Таким образом, много причин влияло на волю и на тело государыни, причиняя ей страдания, лишая возможности силой духа преодолеть недуг.
Печальная, полная тяжёлых предчувствий, часами лежала на своём любимом канапе Екатерина, и картины, одна мрачнее другой, проносились перед утомлённым взором старой правительницы…
Теперь, при её жизни – началась полоса неудач… Что же будет, когда её не станет, когда взойдёт на трон этот несчастный, больной умом, искалеченный духом человек, её родной сын, но такой далёкий, чужой для Екатерины?
– Нет, быть того не должно, и не будет!
Придя к такому решению, императрица обратилась к своей шутихе, Матрёне Даниловне, которая, сидя у ног больной, сюсюкала торопливо, передавая все толки и сплетни, ходящие по городу после отменённого обручения:
– Ну, спасибо, Даниловна. Целый ворох вестей нанесла. Ступай пока с Богом, Захара кликни сюда…
Шутиха ушла, явился камердинер.
– Если Александр у себя, ко мне попроси его высочество… Да свет мне в глаза… Передвинь канделябру… Так… Иди…
Встревоженный необычным приглашением в неурочное время, быстро явился Александр.
Он чувствовал, что сердце сильно билось у него в груди, уши горели, кровь прилила к щекам.
Даже бабушка обратила внимание на это.
– Я спешил к вам, дорогая бабушка, оттого, должно быть, и раскраснелся… Как изволите себя чувствовать нынче?
Спрашивает и сам вглядывается в бабушку.
Лицо её в тени, только на белые красивые руки падает свет.
Руки эти, всегда деятельные, теперь беспомощно лежат вдоль тела. Особенно мёртвенный вид имеет левая рука, недавно поражённая ударом… Глядит на неё внук, кровь отливает от лица, от головы. Ему становится не по себе… Но юный князь старается не показать больной государыне своей тревоги. Глаза его смотрят ясно, прямо в потускнелые глаза бабушки. Губы пытаются изобразить почтительно-радостную улыбку:
– Сдаётся, лучше вам нынче, благодарение Господу… Как это приятно.
– Лучше, ты думаешь, мой друг?

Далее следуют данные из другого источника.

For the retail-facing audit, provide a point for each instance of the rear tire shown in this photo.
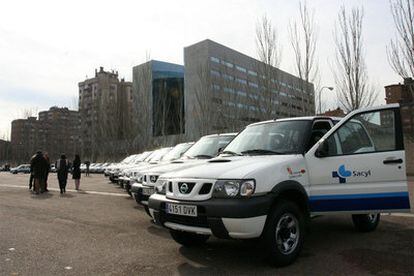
(188, 239)
(366, 222)
(284, 233)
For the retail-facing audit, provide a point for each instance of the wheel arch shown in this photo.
(293, 191)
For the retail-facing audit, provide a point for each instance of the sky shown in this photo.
(48, 47)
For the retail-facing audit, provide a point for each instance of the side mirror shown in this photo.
(323, 150)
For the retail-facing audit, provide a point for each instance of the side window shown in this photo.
(366, 132)
(319, 129)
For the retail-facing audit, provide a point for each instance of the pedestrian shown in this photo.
(76, 171)
(38, 164)
(46, 169)
(62, 172)
(87, 163)
(31, 172)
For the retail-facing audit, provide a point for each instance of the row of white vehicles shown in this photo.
(270, 179)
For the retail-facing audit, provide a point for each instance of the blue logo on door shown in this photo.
(341, 174)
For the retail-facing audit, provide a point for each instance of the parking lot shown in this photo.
(101, 230)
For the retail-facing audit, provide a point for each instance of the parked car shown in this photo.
(205, 148)
(172, 155)
(275, 175)
(24, 168)
(133, 161)
(154, 159)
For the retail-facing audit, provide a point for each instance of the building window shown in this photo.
(253, 84)
(241, 81)
(228, 64)
(215, 73)
(228, 90)
(241, 93)
(214, 59)
(241, 69)
(228, 77)
(253, 73)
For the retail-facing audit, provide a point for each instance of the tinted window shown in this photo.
(367, 132)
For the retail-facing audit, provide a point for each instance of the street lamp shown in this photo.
(320, 96)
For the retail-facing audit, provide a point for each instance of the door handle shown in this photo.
(392, 161)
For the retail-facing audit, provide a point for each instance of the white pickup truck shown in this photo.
(277, 174)
(205, 148)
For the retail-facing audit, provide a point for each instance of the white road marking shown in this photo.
(73, 191)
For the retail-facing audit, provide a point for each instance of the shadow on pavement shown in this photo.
(42, 196)
(157, 231)
(66, 195)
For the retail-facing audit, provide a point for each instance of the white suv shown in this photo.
(205, 148)
(276, 174)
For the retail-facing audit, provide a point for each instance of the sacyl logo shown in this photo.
(342, 174)
(184, 188)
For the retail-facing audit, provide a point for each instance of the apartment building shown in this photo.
(106, 113)
(55, 132)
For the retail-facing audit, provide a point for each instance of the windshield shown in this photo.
(208, 147)
(128, 159)
(141, 157)
(158, 154)
(177, 151)
(284, 137)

Ну, пусть так… Теперь так много надо силы… Хотя бы на краткое время… Устроить всё… А там…
– Бабушка… ваше величество!..
– Пустое! Что тревожишь себя, моё дитя? Слава Богу, пожила на свете… Всего узнала – дурного и хорошего. Пора и честь знать… Вон и то… не только чужие, свои твердят: чужой-де век живу, ихний заедаю…
– Ваше величество, неужели вы полагаете, может кто подумать?.. Кто бы посмел…

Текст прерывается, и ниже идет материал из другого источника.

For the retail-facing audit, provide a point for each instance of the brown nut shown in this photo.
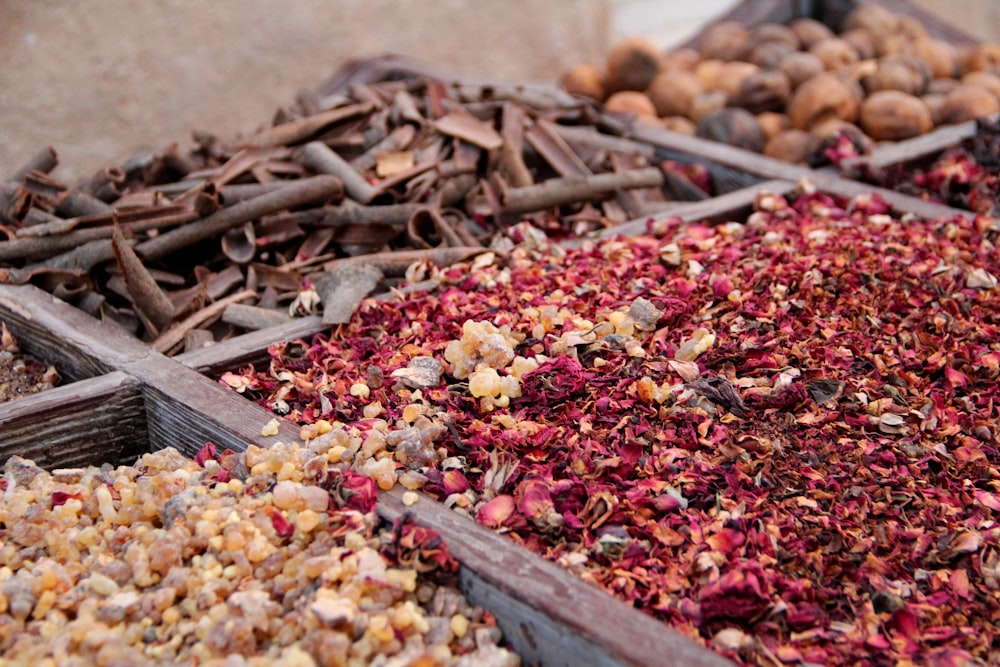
(726, 40)
(967, 102)
(835, 53)
(890, 115)
(678, 124)
(987, 80)
(904, 73)
(631, 101)
(683, 59)
(736, 127)
(707, 102)
(800, 67)
(935, 103)
(824, 97)
(769, 54)
(774, 32)
(939, 55)
(862, 41)
(632, 64)
(983, 58)
(809, 31)
(910, 28)
(772, 123)
(732, 75)
(941, 86)
(708, 72)
(766, 90)
(584, 79)
(673, 90)
(791, 146)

– Ах, дитя моё, а ты думаешь, я поверю, будто не знаешь, о ком мои слова… Я не желаю ставить тебя судьёй между отцом и бабкой… Боже сохрани. Но теперь такая минута пришла, что об этом поговорить надо и… всё дело порешить. Ты не мальчик уже… Сам видеть можешь и понимать…
Видит и понимает Александр. Но цветные круги, огненные искры замелькали у него в глазах… Он давно ожидал… и окружающие, близкие к нему люди говорили о том… И сама Екатерина не стесняясь толковала со многими о важном деле, которое даже не тайна и для широкой публики столицы… Об этом говорят и по царству…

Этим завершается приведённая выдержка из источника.